Saturday, June 26, 2010

Quotable women - Fay Weldon and Mary Gaitskill

No time for a full-length review of Fay Weldon's 2005 novel She May Not Leave (Atlantic Monthly Press). Pick up a copy of the remaindered hardcover for a song while you can. At first I thought it wasn't as delightfully acerbic as her previous work, but I changed my mind about that as got closer to the novel's climax and Weldon's trademark (at least I hope she's trademarked it) denouement, in which she gives a plot twist so definitive you're completely bowled over. I think one of the things I like best about Weldon's writing - in addition, of course, to the fact that she is the most pragmatic and realistic feminist I've ever encountered via the printed page - is that she really doesn't telegraph what's to come. She's sly. There are hints. But the story has sufficient propulsion that you note significant details without pondering them too much.

Anyway, two great passages/lines from She May Not Leave:

'"It's in the nature of women to report the bad behaviour of men to other women: he did this, then he said that, I can't stand it a minute longer. They don't expect to be taken seriously."

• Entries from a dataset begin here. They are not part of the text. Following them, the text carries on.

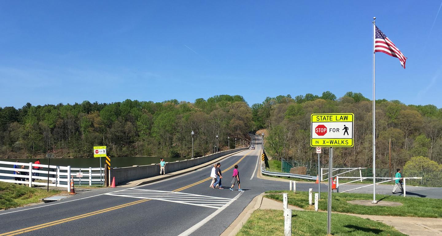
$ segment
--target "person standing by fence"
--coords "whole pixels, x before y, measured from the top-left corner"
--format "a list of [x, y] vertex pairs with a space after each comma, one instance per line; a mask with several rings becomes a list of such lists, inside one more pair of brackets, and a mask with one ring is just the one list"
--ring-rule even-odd
[[[17, 161], [15, 162], [19, 162], [19, 161]], [[17, 164], [15, 164], [15, 165], [14, 165], [14, 169], [19, 169], [19, 166]], [[18, 175], [20, 175], [20, 171], [16, 171], [15, 170], [14, 170], [14, 174], [15, 175], [15, 176], [14, 176], [14, 180], [18, 180], [19, 181], [21, 181], [21, 180], [22, 180], [21, 177], [19, 177], [18, 176]], [[20, 185], [22, 185], [22, 184], [21, 183], [18, 183]]]
[[[162, 173], [163, 174], [161, 174]], [[166, 162], [163, 158], [160, 159], [160, 175], [166, 174]]]
[[402, 176], [400, 175], [400, 169], [396, 169], [396, 175], [395, 175], [394, 177], [399, 178], [400, 179], [397, 179], [395, 181], [395, 184], [394, 185], [394, 187], [393, 188], [393, 191], [391, 193], [393, 194], [396, 194], [396, 189], [398, 187], [399, 187], [399, 189], [400, 190], [400, 192], [402, 193], [404, 193], [404, 188], [402, 187]]

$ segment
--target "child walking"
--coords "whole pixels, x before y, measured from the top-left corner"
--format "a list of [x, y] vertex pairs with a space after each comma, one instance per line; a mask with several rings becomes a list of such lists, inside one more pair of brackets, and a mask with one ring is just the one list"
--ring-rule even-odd
[[232, 180], [232, 187], [230, 187], [230, 190], [233, 190], [233, 186], [235, 184], [238, 184], [238, 190], [242, 191], [243, 190], [241, 189], [241, 184], [240, 183], [240, 173], [238, 172], [238, 165], [235, 165], [235, 169], [233, 169], [233, 174], [232, 175], [232, 177], [233, 178], [233, 179]]

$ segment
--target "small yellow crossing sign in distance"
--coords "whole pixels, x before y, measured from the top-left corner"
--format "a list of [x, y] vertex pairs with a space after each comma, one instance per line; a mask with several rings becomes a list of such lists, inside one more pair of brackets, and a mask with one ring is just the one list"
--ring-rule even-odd
[[310, 145], [353, 147], [353, 113], [312, 114]]
[[106, 164], [107, 164], [107, 169], [108, 170], [110, 170], [110, 157], [107, 156], [106, 156]]

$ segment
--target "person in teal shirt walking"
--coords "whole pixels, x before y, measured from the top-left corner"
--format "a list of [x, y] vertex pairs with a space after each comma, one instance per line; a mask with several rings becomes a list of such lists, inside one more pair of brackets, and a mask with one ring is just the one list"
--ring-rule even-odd
[[394, 194], [396, 194], [396, 189], [397, 187], [399, 187], [399, 189], [400, 190], [400, 192], [401, 193], [404, 193], [404, 188], [402, 187], [402, 176], [400, 175], [400, 169], [396, 169], [396, 175], [395, 175], [395, 178], [400, 178], [401, 179], [397, 179], [396, 180], [396, 184], [394, 185], [394, 187], [393, 188], [393, 191], [391, 193]]
[[160, 159], [160, 175], [166, 174], [166, 162], [163, 158]]

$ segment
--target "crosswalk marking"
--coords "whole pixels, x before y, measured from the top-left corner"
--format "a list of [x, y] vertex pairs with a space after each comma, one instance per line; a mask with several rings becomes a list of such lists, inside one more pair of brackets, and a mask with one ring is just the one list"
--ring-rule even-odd
[[154, 199], [194, 206], [220, 209], [235, 199], [186, 193], [149, 189], [128, 189], [105, 194], [135, 198]]

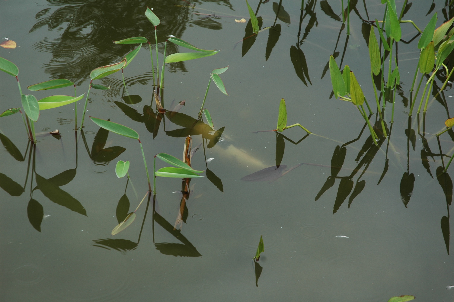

Serena agrees that it is certainly safer to report one's wrongs to other women than to men. She tells me how recently she was sounding off about Cranmer to a male friend and months later when she saw him again he said "thank God, you two are still together - I thought you were splitting up", and she couldn't even remember what the quarrel had been about, except that she had been very angry at the time. What woman ever can remember?'

And then there's the priceless (and oh so true) line: 'Anger is a great cure for fear.'

I started out well with Mary Gaitskill, reading (and loving) her first two books, Bad Behaviour and Two Girls, Fat and Thin. And then I don't know what happened - somehow I missed Because They Wanted To and Veronica. I'll have to catch up, because I believe she's one of the most important contemporary writers around. Don't Cry, her 2009 collection of short stories, leapt out at me from the library shelves though, and I snapped it up immediately. In some ways Gaitskill could be viewed as Fay Weldon's American granddaughter (I wonder what they'd both think of that notion?). 'Mirror Ball' is one of the more fanciful stories in this collection, but it deals with a subject that has long preoccupied Weldon: the soul-stealing effects of trying to be a heterosexual woman in a world that demands you be a feminist. 'The Agonized Face' tackles some of the issues of female solidarity, ground Weldon's trod many times, especially in her amazing story "Alopecia" (from Watching Me, Watching You).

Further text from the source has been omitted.